There is a whole other parallel set of “flow systems” with mathematically precise semantics that we can build on top of our familiar flow system built on the flow of discrete work items.
Little’s Law is the foundation for building such models.
Further Reading
In this post we made a lot of general claims without too much by way of detailed explanations or proofs to back them up. What we have described above is a summary of nearly 50 years of research and development in both academia and industry in the field of operations research.
Much of this research, its history and its significance seem to be unrecognized in the software industry and this post was intended to provide a broad strokes introduction.
While Little’s Law started out as a simple empirical observation about waiting lines in operational settings, it has led to deep and lasting mathematical results that revealed that it is a much more fundamental law than the simple throughput formula we are all familiar with.
Of course, all this needs more than hand-waving to make real in an operational setting. If you are interested in understanding the underlying theories and arguments in more detail and how to start applying these ideas in practice here are a few follow up resources.
The best reference source for understanding the theory and history of the law is the survey paper, “Little’s Law on its 50th anniversary,” that Dr. Little wrote on the 50th anniversary of his original proof of the law.
For a much more detailed version of the current post, and one that builds upon this survey paper and introduces the ideas here in a form that is more meaningful to folks in the software development community - see my post “A Deep Dive into Little’s Law”. This has a detailed list of references that I feel are directly relevant for applications in our domain.
“Sample-path analysis of queueing systems” by El-Taha and Stidham is the definitive reference to the mathematics underlying all these ideas and much more. This is mathematically dense read and is not meant for practitioners. Its useful if you want to learn and understand why the results we will leverage in applications are true.
But if you are less concerned with theory and want to start applying these ideas directly, all this material is the foundation of The Presence Calculus, a reframing of the underlying techniques used in proving Little’s Law in all its forms, into a modeling and measurement substrate that is easier to apply and use in practice and also for us to build operational tooling around. I expect to be writing much more extensively on this topic in coming weeks, but a fairly comprehensive overview of the presence calculus can be found in our introductory document The Presence Calculus: A Gentle Introduction.
The Presence Calculus Project website has all the material that we will be publishing on this topic - including papers on the formal theory behind the calculus as well as the practical application use cases.
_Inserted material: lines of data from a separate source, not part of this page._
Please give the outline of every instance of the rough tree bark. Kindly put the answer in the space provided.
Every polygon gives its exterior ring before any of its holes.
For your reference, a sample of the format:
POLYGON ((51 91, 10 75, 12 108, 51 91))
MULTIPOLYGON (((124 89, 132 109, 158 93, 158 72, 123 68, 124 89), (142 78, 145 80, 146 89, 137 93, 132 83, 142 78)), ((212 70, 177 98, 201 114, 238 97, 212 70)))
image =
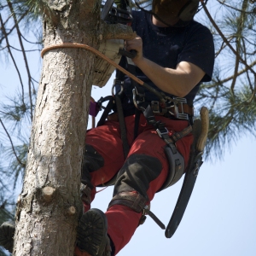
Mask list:
MULTIPOLYGON (((48 1, 41 10, 44 47, 66 42, 97 49, 104 38, 134 37, 126 26, 102 24, 96 0, 48 1)), ((73 255, 94 59, 82 49, 44 56, 13 255, 73 255)))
The Presence Calculus Toolkit is an open source library that we are building to operationalize the concepts in the presence calculus. It is not yet ready for production use, but we plan on using this as a reference implementation for the measurement and modeling primitives of the presence calculus.
Post script: For those of your familiar with the Little’s Law through Wikipedia and or queueing theory texts, you might be surprised that we have introduced Little’s Law without referring to queueing theory, stochastic processes, or probabilistic assumptions like ergodicity and stationarity, that are typically understood as being required for Little’s Law to hold, and as originally proven by Dr. Little.
In fact, Dr. Stidham’s proof of L = λ × W showed that all these were superfluous conditions and that the law was a completely deterministic result that could be applied to both deterministic and stochastic systems without knowing what kind of system it was.
We cover these proofs and their history in more detail in our deep dive into the history and proofs of Little’s Law.
Dr. Stidham’s sample path analysis technique, which yields a proof of Little’s Law as only one possible application, is a much more fundamental and powerful tool and we operationalize in the presence calculus.